Continuing on this same topic, Martens has some reservations about my suggestion that “as Aquinas understands things, God is sovereign over the Church and Scripture and both proceed from him but the latter two do not have equal status in this economy. Faith is not determined by mere appeal to the Scriptures but to the Church’s reading of them.”

In response Martens writes:

Surely, though, the Church is also the people of God engaged in this reading of Scripture and, it is fair to say, that the Church has defined very few passages which must be interpreted in a particular manner, which accords again with Thomas’ notion that a passage might have more than one possible meaning. Apart from this Dei Verbum 10 specifically speaks of the role of the Magisterium as not above that of Scripture: “this teaching office is not above the word of God, but serves it, teaching only what has been handed on, listening to it devoutly, guarding it scrupulously and explaining it faithfully in accord with a divine commission and with the help of the Holy Spirit, it draws from this one deposit of faith everything which it presents for belief as divinely revealed.”
The one quibble I might have with these thoughts is Martens’s reading of DV 10. I mentioned this to him in an email. Here is what I said:

You say that [in DV 10] the Council "specifically speaks of the role of the Magisterium as not above that of Scripture." In a sense that is true. The magisterium serves the word of God in Scripture and in tradition as the passage says. But I had the interpretation of Scripture specifically in view and in that regard it seems that the magisterium, concretely speaking, is the final arbiter (unless Scripture needs no interpretation). This doesn't put the magisterium above Scripture. The magisterium serves Scripture by safeguarding its proper interpretation (as DV 10 appears to suggest). And I would say that it is helped in this by using the tradition (the other normative source of the word of God according to DV 10) as a hermeneutic key.
The only thing that I would wish to add to this statement at the moment is that the magisterium cannot properly fulfill its duties unless it is appropriately influenced in its thinking by the sensus fidelium and the Tradition (not to mention Scripture itself).

Well, I have gone on much longer than I had expected to. I hope that this post will serve to clarify my position and I look forward to Prof. Martens’s further comments. I have already learned much from what he has had to say. I understand that there are many issues here that are far from settled and I expect that I may be persuaded by Prof. Martens to change my mind on some and helped by him to explain better my position on others.

[Addendum: I take this discussion to be specifically about professional biblical exegesis and not about other contexts of scriptural reading, say, lectio divina. The latter is a distinct context and would call for some of the same considerations but also some new ones. I assume, however, that Catholic exegetes will always approach Scripture in a spirit of prayer, even when they are dealing with it in their professional capacity. This is an integral part of the "reading in the Spirit" that I proposed above.]

1 comment:

  1. I posted the following on America Magazine, regarding John Martens' article:


    I took a pass through Trabbic's response. In addition to finding it very interesting, and learning a lot (even on the first pass,) Trabbic is quite generous. Looking forward to John's response response.

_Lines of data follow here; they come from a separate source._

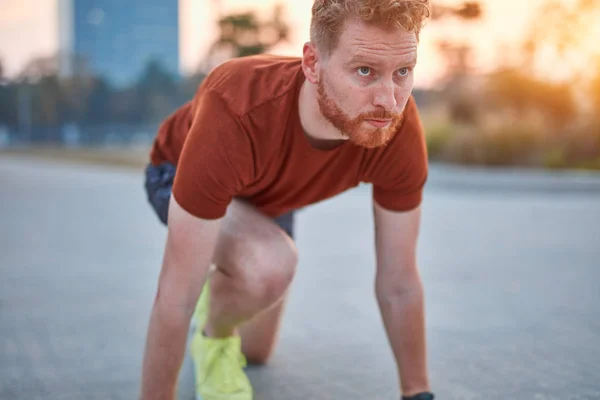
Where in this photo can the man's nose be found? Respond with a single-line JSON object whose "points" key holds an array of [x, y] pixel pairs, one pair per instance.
{"points": [[384, 96]]}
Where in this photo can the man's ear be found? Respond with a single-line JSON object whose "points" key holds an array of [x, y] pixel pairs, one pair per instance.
{"points": [[310, 62]]}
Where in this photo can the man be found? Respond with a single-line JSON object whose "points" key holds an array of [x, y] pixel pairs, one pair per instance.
{"points": [[265, 136]]}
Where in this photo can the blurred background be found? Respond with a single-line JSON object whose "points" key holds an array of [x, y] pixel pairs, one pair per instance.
{"points": [[498, 82], [509, 92]]}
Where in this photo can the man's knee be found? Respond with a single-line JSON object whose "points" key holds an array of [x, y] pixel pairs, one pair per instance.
{"points": [[261, 257]]}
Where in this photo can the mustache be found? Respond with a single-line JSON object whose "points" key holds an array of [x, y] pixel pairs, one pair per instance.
{"points": [[380, 114]]}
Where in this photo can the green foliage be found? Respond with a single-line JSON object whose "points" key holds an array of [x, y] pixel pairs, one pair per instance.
{"points": [[244, 34]]}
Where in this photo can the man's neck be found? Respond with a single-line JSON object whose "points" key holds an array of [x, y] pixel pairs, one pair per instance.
{"points": [[320, 133]]}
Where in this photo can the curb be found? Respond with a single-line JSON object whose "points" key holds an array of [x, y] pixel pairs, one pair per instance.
{"points": [[449, 176]]}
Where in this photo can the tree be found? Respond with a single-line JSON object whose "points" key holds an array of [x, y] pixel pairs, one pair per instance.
{"points": [[244, 34], [562, 29]]}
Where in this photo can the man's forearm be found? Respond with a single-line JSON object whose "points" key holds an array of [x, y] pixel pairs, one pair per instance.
{"points": [[403, 314], [165, 350]]}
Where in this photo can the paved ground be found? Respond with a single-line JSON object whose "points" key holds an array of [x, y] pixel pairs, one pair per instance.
{"points": [[511, 277]]}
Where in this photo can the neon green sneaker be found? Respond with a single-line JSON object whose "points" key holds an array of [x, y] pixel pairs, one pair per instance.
{"points": [[218, 365], [218, 362]]}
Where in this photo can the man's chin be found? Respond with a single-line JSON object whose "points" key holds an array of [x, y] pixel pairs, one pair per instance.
{"points": [[370, 139]]}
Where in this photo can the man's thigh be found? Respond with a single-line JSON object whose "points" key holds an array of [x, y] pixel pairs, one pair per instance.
{"points": [[159, 183]]}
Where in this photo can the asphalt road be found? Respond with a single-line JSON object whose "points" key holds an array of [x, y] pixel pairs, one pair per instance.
{"points": [[512, 281]]}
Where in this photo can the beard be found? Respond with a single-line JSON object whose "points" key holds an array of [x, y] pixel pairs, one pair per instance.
{"points": [[357, 129]]}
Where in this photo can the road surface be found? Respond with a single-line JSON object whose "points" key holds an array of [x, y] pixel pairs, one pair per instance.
{"points": [[511, 277]]}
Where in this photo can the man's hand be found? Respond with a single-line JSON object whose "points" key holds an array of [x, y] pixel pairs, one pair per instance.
{"points": [[188, 254], [400, 294]]}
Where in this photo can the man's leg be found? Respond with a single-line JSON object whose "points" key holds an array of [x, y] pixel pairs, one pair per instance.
{"points": [[255, 261], [241, 225], [260, 334]]}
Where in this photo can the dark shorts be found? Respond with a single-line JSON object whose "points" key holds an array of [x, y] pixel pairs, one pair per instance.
{"points": [[159, 182]]}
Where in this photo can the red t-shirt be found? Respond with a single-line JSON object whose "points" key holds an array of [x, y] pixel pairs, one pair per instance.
{"points": [[241, 137]]}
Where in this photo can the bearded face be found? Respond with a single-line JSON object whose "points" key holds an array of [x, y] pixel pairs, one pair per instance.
{"points": [[368, 129], [364, 83]]}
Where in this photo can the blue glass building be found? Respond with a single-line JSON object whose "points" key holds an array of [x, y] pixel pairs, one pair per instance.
{"points": [[118, 38]]}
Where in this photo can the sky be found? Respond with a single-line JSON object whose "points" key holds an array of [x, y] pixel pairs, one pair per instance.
{"points": [[28, 28]]}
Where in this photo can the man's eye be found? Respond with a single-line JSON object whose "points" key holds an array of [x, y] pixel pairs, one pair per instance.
{"points": [[403, 71], [364, 71]]}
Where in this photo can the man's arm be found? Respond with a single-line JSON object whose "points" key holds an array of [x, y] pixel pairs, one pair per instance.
{"points": [[400, 294], [188, 253]]}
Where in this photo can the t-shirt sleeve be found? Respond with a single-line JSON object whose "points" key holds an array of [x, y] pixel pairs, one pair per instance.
{"points": [[216, 162], [400, 173]]}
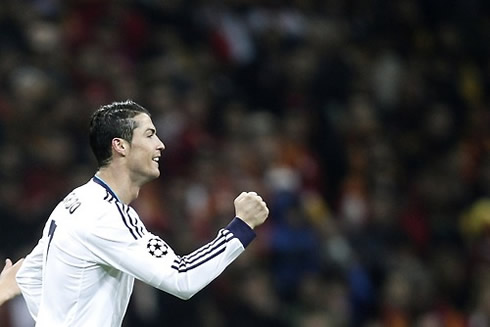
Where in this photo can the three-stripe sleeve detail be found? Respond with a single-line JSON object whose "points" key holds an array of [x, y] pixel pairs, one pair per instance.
{"points": [[130, 222], [203, 254]]}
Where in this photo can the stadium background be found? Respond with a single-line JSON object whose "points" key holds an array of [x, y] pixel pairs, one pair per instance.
{"points": [[365, 125]]}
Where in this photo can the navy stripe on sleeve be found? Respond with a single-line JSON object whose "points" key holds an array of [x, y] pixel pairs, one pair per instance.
{"points": [[241, 231]]}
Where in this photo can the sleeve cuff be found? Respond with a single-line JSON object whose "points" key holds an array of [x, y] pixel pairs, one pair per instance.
{"points": [[241, 231]]}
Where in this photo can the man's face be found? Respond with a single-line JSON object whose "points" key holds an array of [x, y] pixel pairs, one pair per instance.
{"points": [[145, 150]]}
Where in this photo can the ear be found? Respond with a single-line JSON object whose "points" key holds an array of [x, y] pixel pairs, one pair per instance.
{"points": [[120, 146]]}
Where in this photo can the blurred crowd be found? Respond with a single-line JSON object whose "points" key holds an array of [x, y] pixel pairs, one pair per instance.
{"points": [[364, 125]]}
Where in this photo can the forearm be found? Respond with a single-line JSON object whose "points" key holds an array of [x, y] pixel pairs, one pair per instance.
{"points": [[191, 273]]}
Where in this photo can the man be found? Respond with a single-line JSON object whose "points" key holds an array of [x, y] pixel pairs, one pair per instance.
{"points": [[82, 271], [8, 286]]}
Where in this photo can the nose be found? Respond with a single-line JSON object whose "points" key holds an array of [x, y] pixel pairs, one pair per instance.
{"points": [[161, 146]]}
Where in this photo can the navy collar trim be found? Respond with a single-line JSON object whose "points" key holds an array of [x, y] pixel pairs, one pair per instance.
{"points": [[101, 182]]}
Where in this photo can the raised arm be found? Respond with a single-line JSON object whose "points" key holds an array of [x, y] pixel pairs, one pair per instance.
{"points": [[154, 262], [8, 286]]}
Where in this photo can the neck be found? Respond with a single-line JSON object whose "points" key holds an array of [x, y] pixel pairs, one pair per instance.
{"points": [[120, 183]]}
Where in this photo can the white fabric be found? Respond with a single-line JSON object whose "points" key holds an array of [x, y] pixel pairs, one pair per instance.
{"points": [[82, 271]]}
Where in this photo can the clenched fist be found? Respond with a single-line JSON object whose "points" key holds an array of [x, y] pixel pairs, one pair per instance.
{"points": [[250, 208]]}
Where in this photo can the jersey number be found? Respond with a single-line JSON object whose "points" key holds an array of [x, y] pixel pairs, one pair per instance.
{"points": [[52, 228]]}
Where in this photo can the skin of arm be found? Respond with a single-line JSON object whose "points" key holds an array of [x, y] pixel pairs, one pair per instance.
{"points": [[8, 286]]}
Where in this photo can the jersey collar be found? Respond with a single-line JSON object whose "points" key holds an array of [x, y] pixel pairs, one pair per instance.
{"points": [[101, 182]]}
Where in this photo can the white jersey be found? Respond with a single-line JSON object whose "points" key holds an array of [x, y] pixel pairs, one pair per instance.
{"points": [[81, 273]]}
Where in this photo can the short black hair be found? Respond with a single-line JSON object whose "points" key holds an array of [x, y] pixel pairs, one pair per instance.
{"points": [[111, 121]]}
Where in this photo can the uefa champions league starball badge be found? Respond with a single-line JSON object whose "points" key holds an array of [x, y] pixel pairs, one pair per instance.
{"points": [[157, 247]]}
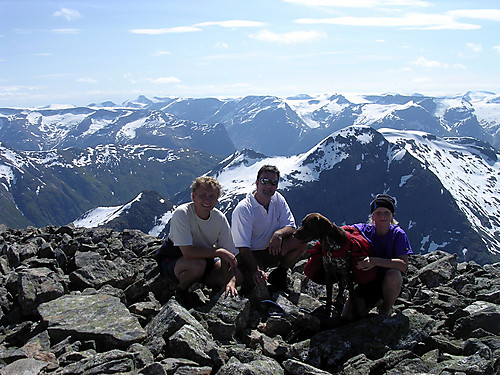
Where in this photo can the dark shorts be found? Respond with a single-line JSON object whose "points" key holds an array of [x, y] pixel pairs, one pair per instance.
{"points": [[167, 267], [263, 258], [371, 292]]}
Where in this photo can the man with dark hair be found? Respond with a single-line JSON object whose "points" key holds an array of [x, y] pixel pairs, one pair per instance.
{"points": [[262, 228], [199, 246]]}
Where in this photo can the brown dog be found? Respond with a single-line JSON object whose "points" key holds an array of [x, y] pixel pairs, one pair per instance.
{"points": [[332, 239]]}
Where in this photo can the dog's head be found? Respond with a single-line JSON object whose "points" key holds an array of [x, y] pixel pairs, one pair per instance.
{"points": [[314, 226], [317, 227]]}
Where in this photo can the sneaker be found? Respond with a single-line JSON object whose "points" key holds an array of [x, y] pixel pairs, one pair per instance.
{"points": [[184, 298], [277, 278]]}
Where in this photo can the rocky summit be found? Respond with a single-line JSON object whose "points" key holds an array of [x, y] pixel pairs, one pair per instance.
{"points": [[91, 301]]}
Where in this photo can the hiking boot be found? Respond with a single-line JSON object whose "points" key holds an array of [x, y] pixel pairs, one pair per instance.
{"points": [[184, 298], [277, 278]]}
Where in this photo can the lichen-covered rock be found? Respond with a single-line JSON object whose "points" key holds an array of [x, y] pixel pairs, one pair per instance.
{"points": [[91, 301], [97, 317]]}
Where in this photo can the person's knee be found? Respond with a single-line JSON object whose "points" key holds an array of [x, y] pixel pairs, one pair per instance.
{"points": [[193, 269], [393, 279]]}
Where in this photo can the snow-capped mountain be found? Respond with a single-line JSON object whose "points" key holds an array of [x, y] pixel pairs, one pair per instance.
{"points": [[276, 126], [335, 152], [267, 124], [57, 128], [55, 187], [447, 189], [148, 212]]}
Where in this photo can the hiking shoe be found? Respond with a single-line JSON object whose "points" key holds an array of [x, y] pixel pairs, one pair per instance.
{"points": [[184, 298], [277, 278]]}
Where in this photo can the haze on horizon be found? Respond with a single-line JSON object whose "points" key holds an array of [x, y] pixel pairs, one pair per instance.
{"points": [[79, 52]]}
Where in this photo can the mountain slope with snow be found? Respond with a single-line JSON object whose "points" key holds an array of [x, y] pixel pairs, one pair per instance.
{"points": [[55, 187]]}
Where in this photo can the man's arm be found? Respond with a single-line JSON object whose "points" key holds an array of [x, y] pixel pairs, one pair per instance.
{"points": [[250, 262], [197, 252], [399, 263], [277, 239]]}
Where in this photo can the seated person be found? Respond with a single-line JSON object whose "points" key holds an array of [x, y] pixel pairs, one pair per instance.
{"points": [[262, 227], [391, 248], [199, 246]]}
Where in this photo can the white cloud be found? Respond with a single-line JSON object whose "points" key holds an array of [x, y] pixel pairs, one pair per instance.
{"points": [[422, 61], [86, 80], [162, 53], [69, 14], [232, 24], [66, 31], [410, 21], [221, 45], [129, 77], [164, 80], [292, 37], [484, 14], [169, 30], [445, 21], [474, 47], [422, 80], [359, 3], [431, 64]]}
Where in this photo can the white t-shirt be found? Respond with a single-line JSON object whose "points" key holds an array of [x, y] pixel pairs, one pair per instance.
{"points": [[187, 228], [252, 226]]}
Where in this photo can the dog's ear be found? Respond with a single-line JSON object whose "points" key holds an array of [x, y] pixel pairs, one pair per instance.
{"points": [[324, 225]]}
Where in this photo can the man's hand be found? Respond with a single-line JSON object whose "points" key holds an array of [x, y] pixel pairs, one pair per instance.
{"points": [[275, 243], [259, 276], [231, 288], [227, 257], [366, 264]]}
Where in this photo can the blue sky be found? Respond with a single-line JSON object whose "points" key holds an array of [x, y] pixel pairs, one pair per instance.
{"points": [[79, 52]]}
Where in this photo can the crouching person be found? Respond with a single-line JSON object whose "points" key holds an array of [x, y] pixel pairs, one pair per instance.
{"points": [[200, 247]]}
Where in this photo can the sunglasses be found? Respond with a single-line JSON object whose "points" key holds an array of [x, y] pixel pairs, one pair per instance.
{"points": [[267, 181]]}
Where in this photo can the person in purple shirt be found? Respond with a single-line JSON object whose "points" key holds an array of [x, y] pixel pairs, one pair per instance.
{"points": [[391, 248]]}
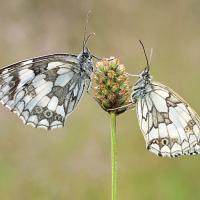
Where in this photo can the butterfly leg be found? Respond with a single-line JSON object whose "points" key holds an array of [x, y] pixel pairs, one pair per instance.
{"points": [[128, 106]]}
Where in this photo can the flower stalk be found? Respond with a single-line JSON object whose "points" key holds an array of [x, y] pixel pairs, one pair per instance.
{"points": [[112, 92], [113, 156]]}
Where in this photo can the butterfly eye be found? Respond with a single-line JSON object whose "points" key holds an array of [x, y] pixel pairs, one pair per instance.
{"points": [[38, 109], [12, 84]]}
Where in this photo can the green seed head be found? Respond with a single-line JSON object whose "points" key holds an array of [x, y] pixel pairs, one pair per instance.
{"points": [[112, 88]]}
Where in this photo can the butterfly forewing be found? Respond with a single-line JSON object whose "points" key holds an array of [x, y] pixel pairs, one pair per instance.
{"points": [[169, 125], [43, 91]]}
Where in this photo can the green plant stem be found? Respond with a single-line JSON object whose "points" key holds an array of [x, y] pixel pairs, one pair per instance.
{"points": [[114, 155]]}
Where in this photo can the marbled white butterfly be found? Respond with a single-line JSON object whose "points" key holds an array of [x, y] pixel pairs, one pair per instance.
{"points": [[43, 91], [169, 125]]}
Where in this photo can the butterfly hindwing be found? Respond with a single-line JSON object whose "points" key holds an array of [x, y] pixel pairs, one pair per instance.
{"points": [[170, 126], [42, 91]]}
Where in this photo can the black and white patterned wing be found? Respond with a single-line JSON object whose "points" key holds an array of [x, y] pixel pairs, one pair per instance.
{"points": [[169, 125], [42, 91]]}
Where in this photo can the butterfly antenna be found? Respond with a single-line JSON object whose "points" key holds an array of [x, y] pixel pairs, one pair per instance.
{"points": [[85, 29], [150, 57], [145, 54], [88, 37]]}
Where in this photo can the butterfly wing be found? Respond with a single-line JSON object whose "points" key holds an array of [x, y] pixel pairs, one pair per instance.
{"points": [[42, 91], [169, 125]]}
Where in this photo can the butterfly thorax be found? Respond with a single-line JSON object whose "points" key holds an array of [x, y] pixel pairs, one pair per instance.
{"points": [[86, 63], [142, 86]]}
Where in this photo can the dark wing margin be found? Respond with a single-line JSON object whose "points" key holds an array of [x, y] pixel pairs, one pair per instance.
{"points": [[42, 91], [169, 125]]}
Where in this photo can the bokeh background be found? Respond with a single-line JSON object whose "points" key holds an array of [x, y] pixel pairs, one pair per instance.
{"points": [[74, 162]]}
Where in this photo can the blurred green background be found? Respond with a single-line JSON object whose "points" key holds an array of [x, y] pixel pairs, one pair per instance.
{"points": [[74, 162]]}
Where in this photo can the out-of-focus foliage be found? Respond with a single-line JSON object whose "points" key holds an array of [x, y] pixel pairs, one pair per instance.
{"points": [[74, 162]]}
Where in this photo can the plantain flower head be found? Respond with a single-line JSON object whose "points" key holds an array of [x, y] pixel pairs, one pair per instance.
{"points": [[112, 88]]}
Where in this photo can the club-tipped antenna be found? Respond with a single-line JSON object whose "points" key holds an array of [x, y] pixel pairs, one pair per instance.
{"points": [[88, 37], [145, 55], [150, 57], [85, 39]]}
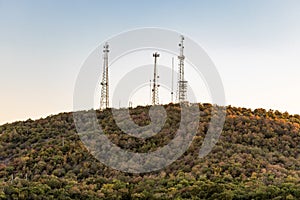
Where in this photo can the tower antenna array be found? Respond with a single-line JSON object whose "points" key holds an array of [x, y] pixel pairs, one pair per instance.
{"points": [[172, 85], [155, 85], [182, 84], [104, 102]]}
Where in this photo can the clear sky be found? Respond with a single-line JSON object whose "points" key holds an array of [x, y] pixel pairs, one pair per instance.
{"points": [[255, 45]]}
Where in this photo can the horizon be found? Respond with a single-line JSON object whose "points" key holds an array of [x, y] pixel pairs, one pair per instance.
{"points": [[254, 45]]}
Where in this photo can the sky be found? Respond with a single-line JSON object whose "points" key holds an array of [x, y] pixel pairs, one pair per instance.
{"points": [[254, 44]]}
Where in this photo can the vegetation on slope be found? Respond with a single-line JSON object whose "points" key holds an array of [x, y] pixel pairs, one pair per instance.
{"points": [[256, 157]]}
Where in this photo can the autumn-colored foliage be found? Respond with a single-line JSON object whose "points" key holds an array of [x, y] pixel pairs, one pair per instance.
{"points": [[257, 157]]}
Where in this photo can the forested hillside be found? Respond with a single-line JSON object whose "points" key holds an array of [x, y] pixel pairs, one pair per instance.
{"points": [[257, 157]]}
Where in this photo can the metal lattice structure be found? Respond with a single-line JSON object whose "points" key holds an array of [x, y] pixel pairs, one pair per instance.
{"points": [[155, 100], [104, 102], [182, 84]]}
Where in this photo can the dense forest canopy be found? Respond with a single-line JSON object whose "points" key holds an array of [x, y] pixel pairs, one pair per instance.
{"points": [[257, 157]]}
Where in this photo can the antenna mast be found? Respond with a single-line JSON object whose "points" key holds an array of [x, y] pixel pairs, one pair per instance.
{"points": [[172, 85], [104, 102], [155, 85], [182, 84]]}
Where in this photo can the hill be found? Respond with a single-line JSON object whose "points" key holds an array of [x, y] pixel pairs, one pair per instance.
{"points": [[257, 157]]}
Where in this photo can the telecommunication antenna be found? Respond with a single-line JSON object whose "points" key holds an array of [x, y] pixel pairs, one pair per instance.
{"points": [[150, 91], [172, 85], [104, 102], [155, 85], [182, 84]]}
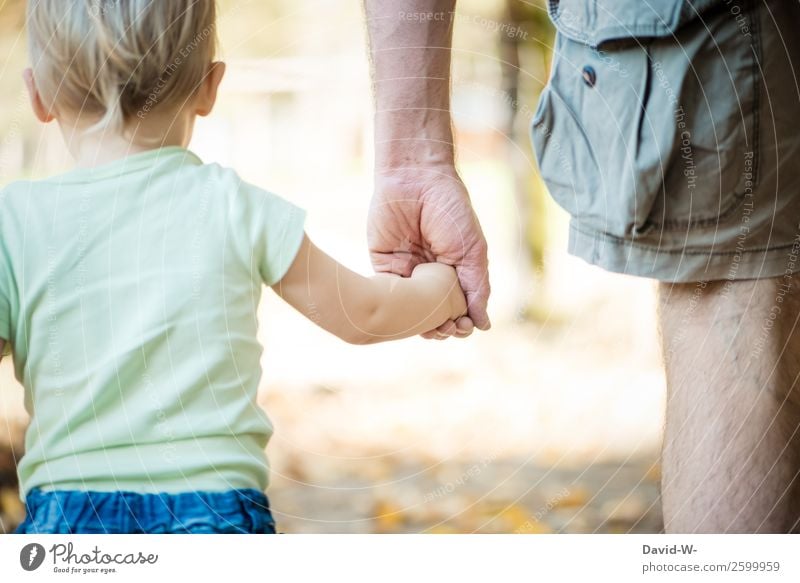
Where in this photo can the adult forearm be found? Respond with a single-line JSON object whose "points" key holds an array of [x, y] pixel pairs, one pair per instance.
{"points": [[410, 47]]}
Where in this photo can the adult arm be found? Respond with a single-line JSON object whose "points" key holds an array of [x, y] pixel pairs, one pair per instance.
{"points": [[421, 211]]}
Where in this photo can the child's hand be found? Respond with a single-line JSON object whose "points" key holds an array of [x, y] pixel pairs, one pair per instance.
{"points": [[444, 283]]}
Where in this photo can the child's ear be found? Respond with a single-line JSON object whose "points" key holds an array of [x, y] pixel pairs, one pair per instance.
{"points": [[207, 96], [40, 111]]}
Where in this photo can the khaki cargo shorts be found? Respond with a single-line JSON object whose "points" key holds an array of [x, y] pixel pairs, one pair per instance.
{"points": [[670, 131]]}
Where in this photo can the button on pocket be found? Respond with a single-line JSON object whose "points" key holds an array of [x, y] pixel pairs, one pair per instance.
{"points": [[589, 76]]}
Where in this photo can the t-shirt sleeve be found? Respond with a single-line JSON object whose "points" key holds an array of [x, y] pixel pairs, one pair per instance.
{"points": [[5, 294], [276, 229]]}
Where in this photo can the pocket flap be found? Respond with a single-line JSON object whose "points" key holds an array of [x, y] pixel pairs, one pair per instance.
{"points": [[594, 22]]}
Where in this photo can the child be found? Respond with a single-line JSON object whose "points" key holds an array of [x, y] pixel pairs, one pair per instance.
{"points": [[129, 286]]}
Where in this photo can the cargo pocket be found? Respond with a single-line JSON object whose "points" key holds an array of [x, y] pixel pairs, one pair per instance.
{"points": [[648, 126], [586, 135]]}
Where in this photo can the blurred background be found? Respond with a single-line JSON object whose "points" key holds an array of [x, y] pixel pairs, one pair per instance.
{"points": [[550, 422]]}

    Here is a thought, really a question.

    If one approaches the study, scholarship, research, and exegesis of Judeo-Christian sacred literature from a foundation of faith, can it be considered scholarly research as understood in the university?

    Is there an inconsistency, incompatibility perhaps, between researching ancient literature, on the one hand, and finding meaning that is rooted in faith that goes far beyond the words, history, and context of the text?

    This brings me back to a faith founded study becoming an exercise in apologetics. What is wrong with a faith-first research approach to interpretation and meaning? Nothing. What is wrong with a faith neutral approach? Nothing. However, there is going to be a big problem in trying to reconcile the two approaches and determining what should inform the view of the other approach.